許盡然瞪大眼睛。
這個人簡直惡劣至極!
她氣呼呼地把手伸到頸後,在裴韫淺淺含笑的目光中,解了半晌才把項圈才解下來,塞到他手裡。
許盡然壓着怒氣,“裴先生如果沒什麼事的話,我就先回去了。”
裴韫沒發話,修長的手指把玩着項圈,指腹在一小截皮質邊緣摩挲。
許盡然喉嚨突然有些發幹,頸側一圈被觸碰過的地方,灼燒起來。
裴韫蹲下身,把項圈扣在裴二六脖子上,發出與剛才無異的當啷響聲。
許盡然注意到,項圈的長度是可調的,在她頸上緊得無法呼吸,戴上裴二六脖子上卻是松松垮垮。
裴韫是故意的。
故意羞辱她,故意把她勒得喘不過氣,以此報複。
本性惡劣。
許盡然别過臉,不去看那令她難堪的一人一狗。
直至身旁傳來細微水聲,裴韫用水池的水淨完手,手掌攤開朝她伸過來。
許盡然愣了下,忙從摸出口袋摸出一包紙巾,撕開取了一張并打開遞到他手上。
裴韫眉頭不悅地皺了下,紙巾用得很勉強,很嫌棄。
“下次備好手帕。
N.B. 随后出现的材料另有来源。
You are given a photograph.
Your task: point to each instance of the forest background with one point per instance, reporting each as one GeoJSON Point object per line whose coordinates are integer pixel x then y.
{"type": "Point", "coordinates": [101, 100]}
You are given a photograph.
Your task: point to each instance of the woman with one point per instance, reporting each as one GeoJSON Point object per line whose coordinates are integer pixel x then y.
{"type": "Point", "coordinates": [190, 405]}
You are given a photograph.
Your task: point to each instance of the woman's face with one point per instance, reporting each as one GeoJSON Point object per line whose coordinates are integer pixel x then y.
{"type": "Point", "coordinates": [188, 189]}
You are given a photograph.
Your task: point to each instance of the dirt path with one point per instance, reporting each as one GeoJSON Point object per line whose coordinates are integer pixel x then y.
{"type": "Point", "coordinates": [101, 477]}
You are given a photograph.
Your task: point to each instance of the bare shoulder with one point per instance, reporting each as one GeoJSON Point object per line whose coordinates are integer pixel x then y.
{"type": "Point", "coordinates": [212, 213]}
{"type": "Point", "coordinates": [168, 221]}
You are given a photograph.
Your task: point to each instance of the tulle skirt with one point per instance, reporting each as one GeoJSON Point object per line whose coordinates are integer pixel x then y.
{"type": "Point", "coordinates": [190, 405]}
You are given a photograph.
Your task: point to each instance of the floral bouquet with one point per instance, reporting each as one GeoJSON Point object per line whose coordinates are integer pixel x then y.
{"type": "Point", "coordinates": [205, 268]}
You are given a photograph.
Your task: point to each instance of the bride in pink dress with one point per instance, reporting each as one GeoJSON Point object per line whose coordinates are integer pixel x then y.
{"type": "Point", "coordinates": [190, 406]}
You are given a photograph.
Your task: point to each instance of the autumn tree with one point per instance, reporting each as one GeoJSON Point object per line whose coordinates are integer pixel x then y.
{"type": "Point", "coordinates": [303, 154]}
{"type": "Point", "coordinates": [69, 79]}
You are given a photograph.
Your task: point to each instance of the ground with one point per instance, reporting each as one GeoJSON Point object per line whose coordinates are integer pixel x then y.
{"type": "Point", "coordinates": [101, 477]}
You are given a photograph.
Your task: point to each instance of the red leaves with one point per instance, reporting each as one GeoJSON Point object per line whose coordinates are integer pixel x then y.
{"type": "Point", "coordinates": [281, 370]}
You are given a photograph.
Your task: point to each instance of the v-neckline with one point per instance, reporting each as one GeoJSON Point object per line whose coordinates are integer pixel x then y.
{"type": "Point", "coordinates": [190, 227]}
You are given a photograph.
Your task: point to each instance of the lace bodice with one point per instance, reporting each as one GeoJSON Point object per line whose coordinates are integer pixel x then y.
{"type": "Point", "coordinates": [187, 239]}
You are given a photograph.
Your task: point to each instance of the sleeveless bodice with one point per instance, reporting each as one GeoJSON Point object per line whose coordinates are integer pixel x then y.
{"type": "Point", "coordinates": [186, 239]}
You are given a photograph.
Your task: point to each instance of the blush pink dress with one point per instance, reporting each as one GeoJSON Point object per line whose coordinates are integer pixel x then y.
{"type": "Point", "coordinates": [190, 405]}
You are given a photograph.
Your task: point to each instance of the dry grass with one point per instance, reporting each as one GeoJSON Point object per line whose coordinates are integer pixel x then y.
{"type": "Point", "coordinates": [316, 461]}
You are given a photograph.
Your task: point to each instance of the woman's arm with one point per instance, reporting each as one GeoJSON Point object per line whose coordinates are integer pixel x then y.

”
許盡然頓了下,答:“好的。”
“會開車嗎?”裴韫問。
許盡然猶豫,會與不會,取決于她想或不想。
裴韫剛剛才把她當狗耍,她可沒心情給她當司機。
下一刻,就聽裴韫淡道:“漲工資。”
許盡然亮了下眸,從他手中接過擦濕的紙巾,“漲多少?”
裴韫看着她,淺淺一笑,“想要多少?”
“一萬。”
裴韫未答,笑容不變,隻是靜靜盯着她,就讓她心下心虛。
許盡然立時改口:“五千。”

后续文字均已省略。